How many people died in the Armenian Genocide?
There were an estimated two million Armenians living in the Ottoman Empire before the First World War. Approximately one and a half million Armenians were killed from 1915-1923. The remaining part was either islamized or exiled.
What is the Armenian Genocide?
The extermination of Armenians in the Ottoman Empire and the surrounding regions during 1915-1923 is called the Armenian Genocide.
Those massacres were masterminded and perpetrated by the government of Young Turks and were later finalized by the Kemalist government.

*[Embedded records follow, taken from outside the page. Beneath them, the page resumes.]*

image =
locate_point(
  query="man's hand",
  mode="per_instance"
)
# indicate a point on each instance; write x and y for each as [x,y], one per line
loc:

The First World War gave the Young Turks the opportunity to settle accounts with Armenians living in the Ottoman Empire, thus implementing the decision of the secret meeting of 1911 in Thessaloniki. The plan was to tukify the Muslims and to exterminate the Armenians living in the Ottoman Empire.
Intending to annihilate Armenians, they wanted to eliminate the Armenian Question. Armenia and Armenians were an obstacle on the way of the project of the Yong Turks. Their dream of “Great Turan” was to stretch from the Bosphorus to Altai. During the First World War the Young Turks perpetrated massacres against Assyrians, Greeks and Arabs living in the Ottoman Empire.

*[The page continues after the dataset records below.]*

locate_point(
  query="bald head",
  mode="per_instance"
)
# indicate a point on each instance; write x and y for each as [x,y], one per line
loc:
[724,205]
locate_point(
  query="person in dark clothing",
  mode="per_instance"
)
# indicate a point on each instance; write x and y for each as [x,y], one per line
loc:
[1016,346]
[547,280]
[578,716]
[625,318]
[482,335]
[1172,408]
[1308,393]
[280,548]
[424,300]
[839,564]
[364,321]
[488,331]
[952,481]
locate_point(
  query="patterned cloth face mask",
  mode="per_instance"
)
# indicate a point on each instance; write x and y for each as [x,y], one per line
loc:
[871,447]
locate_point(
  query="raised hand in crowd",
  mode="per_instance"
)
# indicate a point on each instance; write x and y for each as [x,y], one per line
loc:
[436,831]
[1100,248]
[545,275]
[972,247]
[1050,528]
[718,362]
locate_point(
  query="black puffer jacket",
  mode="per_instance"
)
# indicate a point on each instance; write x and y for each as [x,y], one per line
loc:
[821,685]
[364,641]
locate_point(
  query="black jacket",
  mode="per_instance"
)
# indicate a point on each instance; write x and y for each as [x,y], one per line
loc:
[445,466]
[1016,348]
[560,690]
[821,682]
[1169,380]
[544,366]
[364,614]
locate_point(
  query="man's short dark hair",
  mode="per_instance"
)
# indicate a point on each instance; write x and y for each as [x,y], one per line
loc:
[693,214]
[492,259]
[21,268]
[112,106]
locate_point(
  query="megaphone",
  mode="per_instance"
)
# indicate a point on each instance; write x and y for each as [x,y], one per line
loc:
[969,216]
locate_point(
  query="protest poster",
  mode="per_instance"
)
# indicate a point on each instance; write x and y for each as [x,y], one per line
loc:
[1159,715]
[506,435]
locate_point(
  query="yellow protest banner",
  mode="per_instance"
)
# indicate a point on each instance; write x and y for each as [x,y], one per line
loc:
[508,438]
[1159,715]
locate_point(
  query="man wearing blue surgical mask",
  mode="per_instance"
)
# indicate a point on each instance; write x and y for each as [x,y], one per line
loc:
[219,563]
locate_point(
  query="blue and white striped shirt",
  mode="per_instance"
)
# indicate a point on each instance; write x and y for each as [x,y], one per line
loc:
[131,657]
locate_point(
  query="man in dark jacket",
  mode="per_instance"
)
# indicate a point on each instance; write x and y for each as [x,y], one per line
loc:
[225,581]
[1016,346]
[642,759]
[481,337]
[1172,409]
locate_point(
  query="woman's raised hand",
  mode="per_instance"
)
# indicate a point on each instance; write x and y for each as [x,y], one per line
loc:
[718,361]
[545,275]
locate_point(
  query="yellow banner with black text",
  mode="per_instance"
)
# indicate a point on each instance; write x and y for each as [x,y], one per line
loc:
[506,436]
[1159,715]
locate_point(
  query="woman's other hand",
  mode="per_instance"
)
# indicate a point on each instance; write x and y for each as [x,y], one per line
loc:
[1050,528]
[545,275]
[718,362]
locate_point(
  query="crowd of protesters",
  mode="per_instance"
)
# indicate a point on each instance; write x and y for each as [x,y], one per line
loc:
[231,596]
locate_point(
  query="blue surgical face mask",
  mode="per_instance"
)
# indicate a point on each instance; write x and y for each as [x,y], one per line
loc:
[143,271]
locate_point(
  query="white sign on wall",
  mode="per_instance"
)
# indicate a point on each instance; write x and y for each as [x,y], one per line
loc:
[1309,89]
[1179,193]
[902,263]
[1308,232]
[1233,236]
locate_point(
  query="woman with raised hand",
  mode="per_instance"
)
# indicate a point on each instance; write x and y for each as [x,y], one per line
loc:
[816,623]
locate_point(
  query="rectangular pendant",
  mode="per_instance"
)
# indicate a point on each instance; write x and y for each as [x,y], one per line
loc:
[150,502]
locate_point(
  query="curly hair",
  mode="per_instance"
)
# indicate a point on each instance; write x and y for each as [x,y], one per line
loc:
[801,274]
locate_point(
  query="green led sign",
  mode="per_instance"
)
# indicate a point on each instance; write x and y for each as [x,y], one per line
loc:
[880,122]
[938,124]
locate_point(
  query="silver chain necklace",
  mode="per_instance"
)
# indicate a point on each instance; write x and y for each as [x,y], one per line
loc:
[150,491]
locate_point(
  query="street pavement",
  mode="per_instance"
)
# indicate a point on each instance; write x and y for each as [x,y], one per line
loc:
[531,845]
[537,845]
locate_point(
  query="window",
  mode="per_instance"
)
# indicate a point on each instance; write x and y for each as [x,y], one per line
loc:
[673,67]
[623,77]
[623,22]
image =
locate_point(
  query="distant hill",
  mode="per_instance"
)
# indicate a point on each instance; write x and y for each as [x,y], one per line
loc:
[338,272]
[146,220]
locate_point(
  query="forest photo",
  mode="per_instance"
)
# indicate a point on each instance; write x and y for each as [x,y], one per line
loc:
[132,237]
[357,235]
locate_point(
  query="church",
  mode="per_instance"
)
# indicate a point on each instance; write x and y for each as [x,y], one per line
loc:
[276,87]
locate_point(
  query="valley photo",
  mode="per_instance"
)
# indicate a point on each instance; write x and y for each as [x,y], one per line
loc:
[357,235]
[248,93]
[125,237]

Why was the Armenian Genocide perpetrated?
When WWI erupted, the government of the Young Turks adopted the policy of Pan-Turkism, hoping to save the remains of the weakened Ottoman Empire. The plan was to create an enormous Ottoman Empire that would spread to China, include all the Turkish speaking nations of the Caucasus and Middle Asia, intending also to turkify all the ethnic minorities of the empire. The Armenian population became the main obstacle standing in the way of the realization of this policy.
Besides, even in the conditions of deprivation Armenians of the Ottoman Empire provided unprecedented social, cultural and economic development. The genocide was a means to suppress this ascent, as well as to seize the Armenian wealth created during decades.
The Young Turks used WWI as a suitable opportunity for the implementation of the Armenian genocide, although it was planned in 1911-1912.